La collection ''terre humaine'' de Jean Malaurie (1955-2015) : littérature, anthropologie et photographie
| Auteur / Autrice : | David Couvidat |
| Direction : | Catherine Coquio |
| Type : | Thèse de doctorat |
| Discipline(s) : | Littérature générale et comparée |
| Date : | Soutenance le 29/06/2017 |
| Etablissement(s) : | Sorbonne Paris Cité |
| Ecole(s) doctorale(s) : | École doctorale Histoire, langue, littérature et images : civilisations et sciences humaines et sociales (domaines francophones, anglophones et d'Asie orientale) (Paris ; 1992-....) |
| Partenaire(s) de recherche : | établissement de préparation : Université Paris Diderot - Paris 7 (1970-2019) |
| Laboratoire : Centre d’études et de recherches interdisciplinaires en lettres, arts et cinéma (Paris ; 2009-....) | |
| Jury : | Président / Présidente : Pascal Dibie |
| Examinateurs / Examinatrices : Catherine Coquio, Pascal Dibie, Jean-Louis Jeannelle, Vincent Debaene, Philippe Roussin, Patricia Sorel | |
| Rapporteurs / Rapporteuses : Jean-Louis Jeannelle, Vincent Debaene | |
| DOI : | 10.70675/0c5028bazfb98z40eezbba6zeeea7edf8800 |
Mots clés
Mots clés contrôlés
Mots clés libres
Résumé
La collection « Terre Humaine » (1955-2015) dirigée par un géographe et explorateur français, Jean Malaurie, se présente comme un espace de diffusion d’idées, d'objets, et de pratiques permettant d’explorer, dans la seconde moitié du XXe siècle, la perméabilité des frontières du champ littéraire au contact de l’anthropologie et de la photographie.
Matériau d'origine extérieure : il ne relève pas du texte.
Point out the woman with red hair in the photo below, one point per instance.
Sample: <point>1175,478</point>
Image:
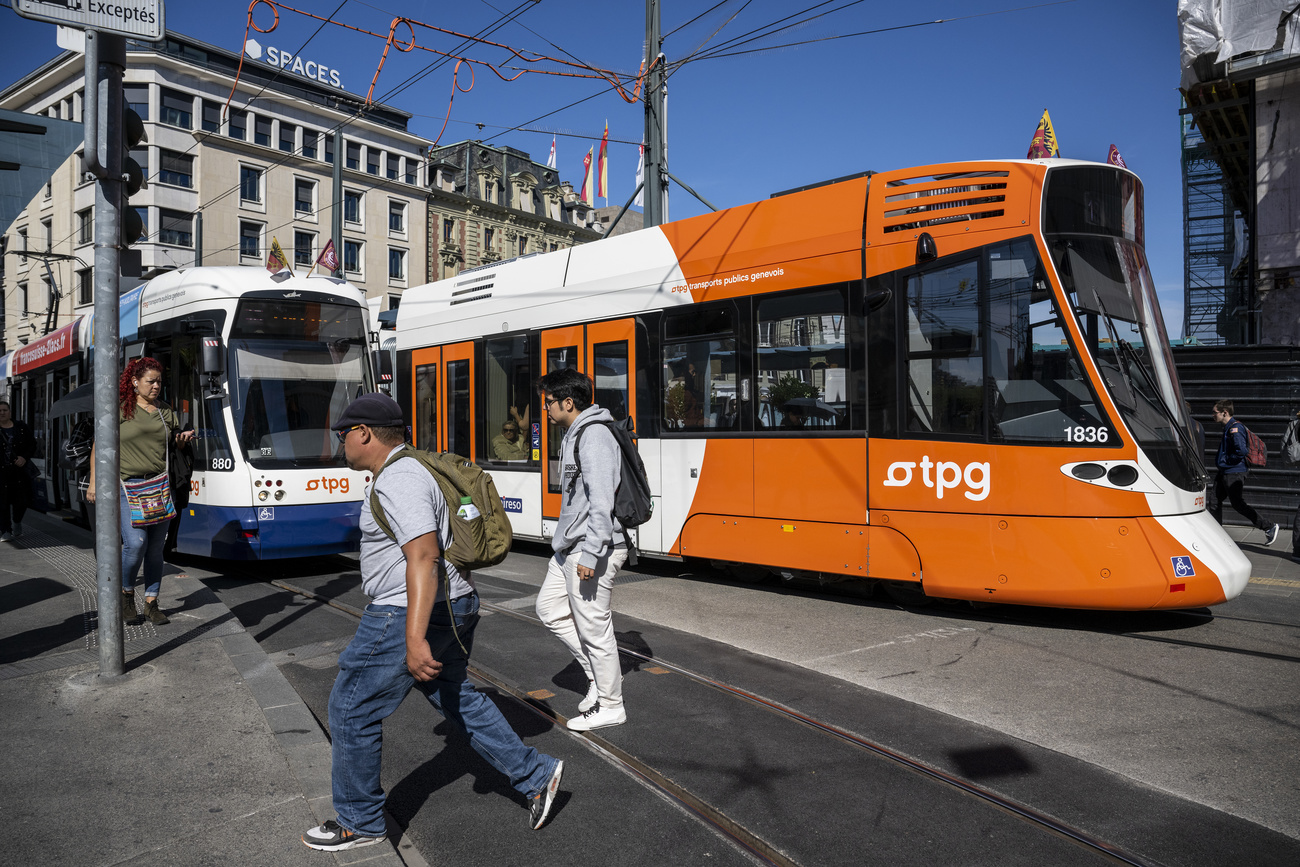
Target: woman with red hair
<point>146,427</point>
La diversité des profils des auteurs, des modes d’écriture, des espaces et des périodes, dissimule l’unité souterraine d’une aventure éditoriale à vocation universelle qui cherche à comprendre les populations les plus variées, à la fois dans le temps et dans l’espace, afin de percer les mystères de l’existence humaine. La mise en réseau de témoignages portant sur des sociétés dispersées à la surface de la planète engendre une vision parallèle de l’espace mondial. En écho avec l’aventure des Annales mais aussi avec le réalisme et le naturalisme du XIXe siècle, une réflexion initiale sur les modalités d’écriture en sciences sociales finit par donner naissance à une littérature ethnographique fondée sur l’exploration de modes de vie et de pensée de populations marginales à l’échelle du globe. L’ethnographie est envisagée non plus seulement comme méthode scientifique de collecte de données mais plus généralement comme un mode d’écriture textuel, visuel et audiovisuel narrant la métamorphose tragique de sociétés au contact d’une civilisation.